Sarah Moon et son musée imaginaire « PasséPrésent », Paris Musée d’Art Moderne. Ph Rochot.

Quand on parcourt la biographie de Sarah Moon, on apprend qu’elle est née à Vichy en 1941 et qu’elle était juive. On comprend mieux que sa famille ait préféré fuir la France et se réfugier en Angleterre. On aimerait lire ou écouter le récit de son histoire personnelle mais Marielle Sarah Warin de son vrai nom, ne se raconte pas : « L’enfance est un grenier auquel je n’ai jamais voulu trop toucher » dit-elle avec prudence et méfiance.
Et cela explique sans doute que pour exprimer son rapport à la vie, celle qui a choisi le nom de Sarah Moon s’est repliée derrière un appareil photo : « Photographier, c’est aller ailleurs » dit-elle.

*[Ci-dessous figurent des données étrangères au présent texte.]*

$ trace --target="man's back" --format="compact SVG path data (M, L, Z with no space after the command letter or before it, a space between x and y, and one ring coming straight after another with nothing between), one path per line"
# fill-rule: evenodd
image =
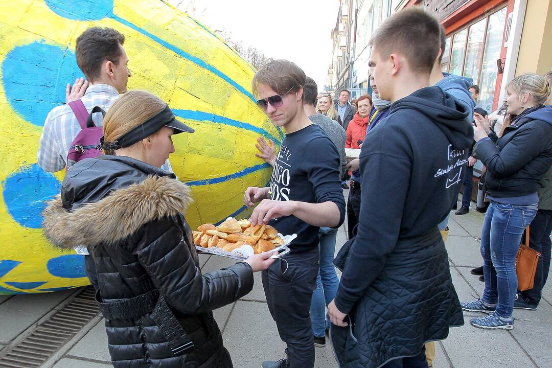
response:
M339 162L343 167L346 163L345 155L345 141L347 140L347 133L345 130L335 120L332 120L325 115L319 113L315 115L309 116L310 121L316 124L324 131L326 135L331 141L337 148L339 154ZM341 172L341 168L339 168Z
M119 98L119 93L108 84L93 84L88 87L81 100L89 113L95 106L107 110ZM94 116L96 126L101 126L101 114ZM45 171L55 172L63 169L66 164L67 153L71 142L81 131L77 117L68 105L54 108L44 122L38 150L38 164Z

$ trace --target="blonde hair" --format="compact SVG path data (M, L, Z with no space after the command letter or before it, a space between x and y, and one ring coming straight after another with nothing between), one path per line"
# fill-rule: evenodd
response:
M104 118L105 143L114 142L164 108L163 100L153 93L136 90L127 92L115 102ZM115 154L112 151L102 151L104 154Z
M322 113L322 110L320 110L320 100L326 97L330 99L330 107L328 108L328 111L326 113ZM337 121L337 111L336 111L336 106L333 104L333 101L332 100L331 97L329 94L325 94L324 95L318 99L318 102L316 103L316 107L315 108L317 113L320 113L323 115L325 115L326 116L332 119L332 120Z
M526 73L516 77L508 83L506 88L517 93L520 100L524 93L528 92L538 104L545 102L550 94L548 81L534 73Z

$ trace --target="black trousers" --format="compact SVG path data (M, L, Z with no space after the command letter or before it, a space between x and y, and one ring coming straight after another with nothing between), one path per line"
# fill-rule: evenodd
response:
M84 273L90 280L90 283L94 286L96 291L98 290L98 271L96 270L96 264L92 255L84 256Z
M538 305L542 297L543 288L548 278L550 268L550 231L552 231L552 211L539 210L531 222L529 246L540 252L533 289L522 291L522 296L529 304Z
M268 310L287 345L290 368L314 368L314 338L310 319L312 291L316 288L320 255L317 247L277 259L263 271Z
M349 239L353 238L353 230L358 223L358 216L360 213L360 186L358 183L352 184L347 201L347 225Z

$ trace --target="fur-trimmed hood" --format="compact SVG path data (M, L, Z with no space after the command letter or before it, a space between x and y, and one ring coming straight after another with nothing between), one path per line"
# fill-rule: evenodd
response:
M60 248L114 244L150 221L184 215L192 201L185 184L170 177L150 176L72 212L57 196L43 212L43 227L46 237Z

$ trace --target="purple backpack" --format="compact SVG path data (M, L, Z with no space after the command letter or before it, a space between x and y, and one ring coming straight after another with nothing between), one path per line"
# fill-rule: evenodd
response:
M88 114L84 104L81 100L72 101L68 104L77 117L78 125L81 126L81 131L71 142L67 153L66 171L72 167L73 165L82 159L89 157L97 157L102 154L100 149L100 138L103 135L101 126L96 126L92 121L92 114L102 113L105 115L105 111L98 106L96 106Z

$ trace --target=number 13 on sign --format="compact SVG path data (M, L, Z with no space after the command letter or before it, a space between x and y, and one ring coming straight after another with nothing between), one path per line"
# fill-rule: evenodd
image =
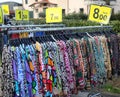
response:
M16 20L29 20L29 11L27 10L16 10L15 11Z
M111 16L112 8L107 6L91 5L89 20L108 24Z
M62 22L62 8L52 7L46 9L46 23Z

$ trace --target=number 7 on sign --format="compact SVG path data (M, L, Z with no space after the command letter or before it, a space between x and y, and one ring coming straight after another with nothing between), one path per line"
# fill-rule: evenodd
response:
M22 20L22 10L16 10L16 11L15 11L15 18L16 18L16 20L18 20L18 21L21 21L21 20Z

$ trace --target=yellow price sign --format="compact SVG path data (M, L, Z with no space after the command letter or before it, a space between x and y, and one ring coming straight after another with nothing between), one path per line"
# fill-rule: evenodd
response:
M3 12L2 12L2 8L0 7L0 24L3 23Z
M29 11L28 10L16 10L15 11L15 18L18 21L21 20L29 20Z
M22 10L16 10L15 11L15 18L18 21L22 20Z
M112 8L100 5L91 5L89 20L108 24L111 17Z
M62 22L62 8L52 7L46 9L46 23Z
M9 6L8 5L2 5L2 10L4 15L9 15Z
M23 20L28 21L29 20L29 11L23 10Z

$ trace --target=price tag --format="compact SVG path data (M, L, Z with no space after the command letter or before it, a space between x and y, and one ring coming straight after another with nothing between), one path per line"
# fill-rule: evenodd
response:
M8 5L2 5L2 10L4 15L9 15L9 6Z
M28 21L29 20L29 11L23 10L23 20Z
M16 18L17 21L22 20L22 10L16 10L15 11L15 18Z
M62 22L62 8L52 7L46 9L46 23Z
M0 24L3 24L3 12L1 7L0 7Z
M91 5L89 20L108 24L111 16L112 8L100 5Z
M27 21L29 20L29 11L28 10L16 10L15 17L17 21Z

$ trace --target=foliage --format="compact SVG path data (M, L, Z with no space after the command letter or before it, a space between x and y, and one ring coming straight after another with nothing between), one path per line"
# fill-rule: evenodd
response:
M83 14L83 13L72 13L65 15L63 17L64 19L75 19L75 20L87 20L88 15Z
M112 14L110 20L119 20L120 21L120 13Z

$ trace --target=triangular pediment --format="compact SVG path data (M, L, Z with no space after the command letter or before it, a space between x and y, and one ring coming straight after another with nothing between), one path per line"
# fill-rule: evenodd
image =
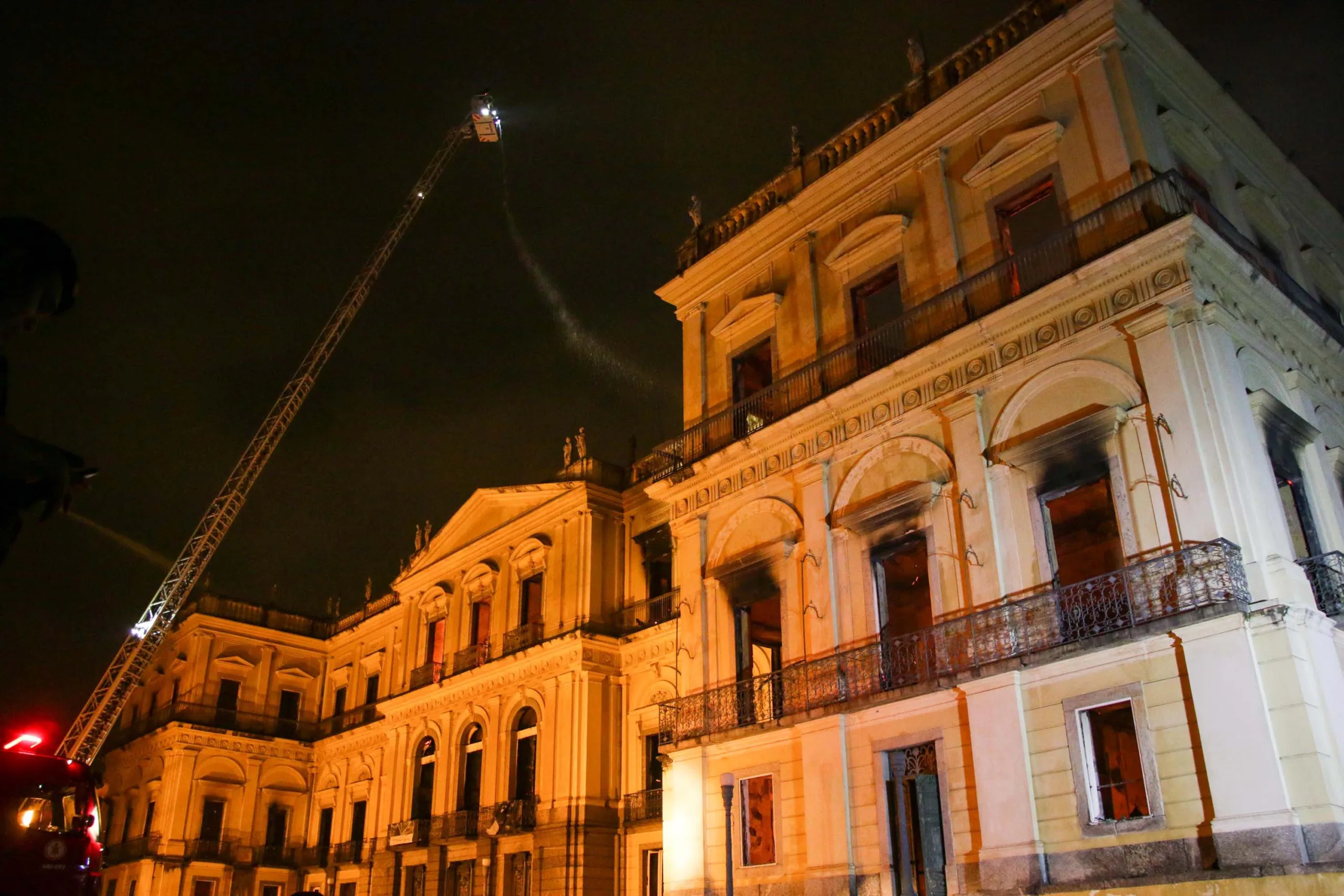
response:
M900 254L910 219L905 215L876 215L863 222L831 250L825 266L849 277L844 271L872 269Z
M489 535L574 488L579 488L579 485L577 482L546 482L477 489L444 524L444 528L434 533L429 547L415 559L415 564L405 575L411 575L415 570L435 563L462 545Z
M1050 152L1063 136L1064 126L1058 121L1015 130L991 146L989 152L981 156L961 179L968 187L985 187L1000 177L1016 173L1038 156Z
M749 330L759 329L774 321L774 309L782 301L784 293L761 293L743 298L714 325L710 336L732 340L737 336L745 336Z

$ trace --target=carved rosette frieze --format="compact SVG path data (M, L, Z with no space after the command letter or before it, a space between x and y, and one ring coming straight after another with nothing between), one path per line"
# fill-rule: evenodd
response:
M882 387L876 402L870 394L860 399L863 403L859 407L835 408L835 415L828 418L825 427L784 445L770 446L731 473L718 470L710 477L688 477L685 485L673 489L669 496L672 519L703 512L715 501L806 463L841 442L859 438L876 427L891 426L913 411L956 395L977 380L1059 345L1117 314L1128 316L1188 279L1185 262L1175 259L1128 282L1113 282L1082 301L1039 302L1040 310L1036 314L1019 321L1011 332L1001 336L984 332L988 345L969 356L958 355L948 367L923 371L914 383ZM949 337L954 339L956 336ZM798 414L806 412L802 410Z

Oeuvre pour Yoji Yamamoto : 1996. (c) Sarah Moon. Son ailleurs sera d’abord d’habiter la peau du mannequin. Sarah Moon débute dans la profession en 1960 et tiendra six ans avant de basculer dans un autre monde, celui de la photographie. Dans le domaine de la photo de mode, dominé surtout par les hommes, elle va imposer son style ses connaissances et sa maitrise d’un univers qu’elle connait parfaitement. Très vite elle travaille pour les magazines les plus prestigieux comme Vogue ou Elle après avoir débuté par un banal remplacement à l’hebdomadaire L’Express. Elle réalise également des commandes Christian Dior ou Cacharel. Sarah Moon: « En roue libre »:  2001. On sent déjà ce que sera son style : jeunes femmes légèrement floutées aux yeux soulignés de khôl donnant un regard triste dans des décors sombres, mystérieux et abstraits. Sarah Moon sort carrément du conformisme publicitaire de l’époque, soulignant par l’image la féminité de ses modèles, imposant aussi un autre regard sur la femme. L’expo que lui consacre le Musée d’Art Moderne de Paris ne respecte pas l’ordre chronologique. C’est au contraire un brassage de l’œuvre où se confrontent et se croisent photos de mode et images de vie, transformées, traitées chimiquement ou non, volontairement manipulées pour nous transmettre leur part de rêve et d’imagination.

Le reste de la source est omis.